Captain Lee, Geerhaerts
Imperial War Museum
Some “new” paintings at the museum; Ceri Richards, the great Leonard Rosoman, Ravilious; there’s a roomful of Peter Kennard’s collaged anti- missile missile posters and paintings. The most striking work, however, is Bruce McLean’s “Broadside”. It’s the sinking of the Sheffield, I think – but I just like the colours, unreformed abstractionist that I am.

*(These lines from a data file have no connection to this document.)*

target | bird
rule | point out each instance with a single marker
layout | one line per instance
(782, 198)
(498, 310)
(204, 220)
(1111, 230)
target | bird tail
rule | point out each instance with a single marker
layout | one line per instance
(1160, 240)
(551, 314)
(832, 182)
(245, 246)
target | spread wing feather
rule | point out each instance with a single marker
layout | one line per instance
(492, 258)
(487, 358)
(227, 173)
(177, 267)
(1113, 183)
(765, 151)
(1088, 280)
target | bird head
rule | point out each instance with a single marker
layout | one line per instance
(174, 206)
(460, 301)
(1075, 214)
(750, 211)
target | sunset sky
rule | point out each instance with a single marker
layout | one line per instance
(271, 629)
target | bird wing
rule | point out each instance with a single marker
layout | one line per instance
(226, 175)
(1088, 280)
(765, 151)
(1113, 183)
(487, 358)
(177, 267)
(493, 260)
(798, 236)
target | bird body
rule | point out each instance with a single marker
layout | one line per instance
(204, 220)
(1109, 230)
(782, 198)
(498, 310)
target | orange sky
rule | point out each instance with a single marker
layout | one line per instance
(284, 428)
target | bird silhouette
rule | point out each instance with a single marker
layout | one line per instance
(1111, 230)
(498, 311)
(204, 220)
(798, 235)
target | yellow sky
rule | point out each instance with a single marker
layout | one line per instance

Clothes Clothes Clothes, Music Music Music, Boys Boys Boys, by Viv Albertine
Last week, I was writing about “Hard to be A God”, the Russian film which is mostly shot in extreme close-up, making it difficult to get context. Albertine’s book is similar in this respect; it’s episodic and written in present tense throughout, which must be hard to do, because you have to be thinking as you though then. So it often comes across as naive, portentous, and volatile- but it’s also really gripping. I stormed through it and enjoyed it greatly. She’s very candid, spends pages saying how shy and self-conscious and lacking in confidence she is – and then reveals things that you can’t imagine yourself doing. Very brave and not ghosted, like lots of other music bios. Halfway through a brutal attack by a lover, in which he has her on he knees, with her face pressed to the floor, she tells us she is wearing “a stripy blue-and -white sailor-style Sonia Rykiel cardigan with an appliqued red silk heart on it, knee-length red linen skirt cut on the bias…”; that’s devotion to fashion.
Two other reasons I liked it – Albertine featured in the brilliant Joanna Hogg’s last film “The Exhibition” and was great (as was Liam Gillick, who gets a bit of a rough ride in the book) – and she re-bought the Island sampler “Nice Enough to Eat” second hand – as did I, and very good it is too.